They Were Never Supposed To Live This Long
By Matt Stone
At dawn on February 23, 2026, dozens of women rode motorcycles through the streets of Tehran toward the central headquarters of Ali Khamenei.
They were carrying grenades.
They threw them into the compound. They engaged security forces in the streets. They did this knowing the regime had already executed eight of their fellow resistance members that month and was hunting for more.
They did it anyway.
Four Years of This
The world first paid attention in September 2022, when Mahsa Amini, a 22-year-old Kurdish woman, died in the custody of Iran's morality police for wearing her hijab incorrectly. Her death ignited mass protests across Iran. After four months of brutal crackdowns that killed more than 500 people and imprisoned over 19,000, the government forced the movement off the streets.
It did not break it.
The resistance went underground, got organized, and got harder. By January 2026, when mass protests erupted again, fueled by economic collapse on top of four years of accumulated fury, the women leading the resistance were not the same women who had taken off their headscarves in 2022. They were operationally disciplined, connected to a network that had survived everything the regime threw at it, and they were done protesting.
The January 2026 uprising was crushed with a massacre. Tens of thousands killed. The regime executed protesters publicly and kept executing them, a 21-year-old karate champion hanged in April, eight resistance members hanged in a single week in May.
The resistance is now in its 120th consecutive week of organized operations.
Who They Are

Zahra Tabari is 68 years old. She holds a master's degree in Sustainable Energy from a Swedish university. She is an electrical engineer. She was arrested in April 2025 after security forces raided her home. Iran's Revolutionary Court sentenced her to death on charges of armed rebellion.

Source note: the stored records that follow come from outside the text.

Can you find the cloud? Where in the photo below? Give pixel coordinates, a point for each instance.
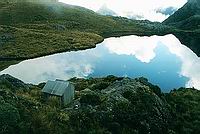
(190, 61)
(145, 8)
(140, 47)
(143, 48)
(167, 11)
(60, 66)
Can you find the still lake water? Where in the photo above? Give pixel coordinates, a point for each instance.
(162, 59)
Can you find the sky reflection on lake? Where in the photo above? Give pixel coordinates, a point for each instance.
(161, 59)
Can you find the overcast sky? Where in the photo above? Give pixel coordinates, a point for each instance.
(146, 9)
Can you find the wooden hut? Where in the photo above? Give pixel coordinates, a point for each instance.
(64, 90)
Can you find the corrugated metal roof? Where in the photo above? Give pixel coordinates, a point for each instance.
(55, 87)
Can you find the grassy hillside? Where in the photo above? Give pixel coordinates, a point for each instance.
(29, 30)
(187, 17)
(109, 105)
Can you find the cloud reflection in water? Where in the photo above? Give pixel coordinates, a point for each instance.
(154, 57)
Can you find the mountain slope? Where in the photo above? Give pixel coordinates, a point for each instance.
(104, 10)
(187, 17)
(33, 29)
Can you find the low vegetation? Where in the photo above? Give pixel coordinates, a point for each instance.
(32, 29)
(101, 106)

Mahsa Jalilian was 30 years old. She was killed by direct gunfire from regime security forces while intervening to protect civilians during the January 2026 crackdown.

Shiva Esmaeili and Elaheh Fouladi are political prisoners who witnessed a fellow detainee die under suspicious circumstances at Qarchak Prison. They reported it. The regime sentenced them to additional prison time for insulting the Supreme Leader.
These are not anomalies. They are representative of a generation of Iranian women who looked at everything the regime could do to them and decided the price of staying silent was higher.
What the Regime Is Afraid Of
You can measure a regime's fear by what it executes. Iran is executing electrical engineers in their sixties. It is hanging 21-year-old athletes. It is sentencing women to additional prison time for reporting a death.
That is not the behavior of a government confident in its control. That is a government trying to cauterize a wound that keeps reopening.

A former Mossad official recently confirmed that during the twelve-day war against Iran in June 2025, Israeli intelligence was running an armed operational unit inside Iran with weapons, night vision, and the ability to guide missiles. Trump confirmed in April 2026 that the U.S. had been directly arming Iranian opposition groups during the January protests.
None of that works without a network on the ground willing to receive the arms, take the training, and use them. That network exists. It has existed for four years. And it is disproportionately built and led by women.
Give Them Their Credit
The coverage of Iran has been almost entirely about what the United States and Israel are doing to Iran. Bombs dropped. Sites struck. Negotiations stalled.
That framing erases the people actually fighting this war from the inside, the women who have been in the trenches for four years without air support, without carrier strike groups, without the protection of a uniform or a government that claims them.
I am reminded of the Hellfighters of Harlem because they held their ground in WWI trench warfare--191 days, 1,400 casualties, not one man captured, not one yard surrendered--against an enemy that had broken every other unit it faced. The parallel to the Iranian women's resistance is not tactical. These women are not holding a trench line.
The parallel is in the refusal.
The Hellfighters faced an enemy that believed every man broke eventually. They had the body count to prove it. The Iranian regime has spent four years trying to prove the same thing, that enough executions, enough arrests, enough disappeared daughters will finally extinguish the resistance.
It hasn't.
Over 1,400 days. Still going. Still not broken.
They deserve to be known.
The Women, Life, Freedom movement. Started as a slogan, became an identity, and now it's an army. The women of Iran have shown the world time and time again, that you do. not. fuck with them.
Keep fighting, ladies. The world is behind you.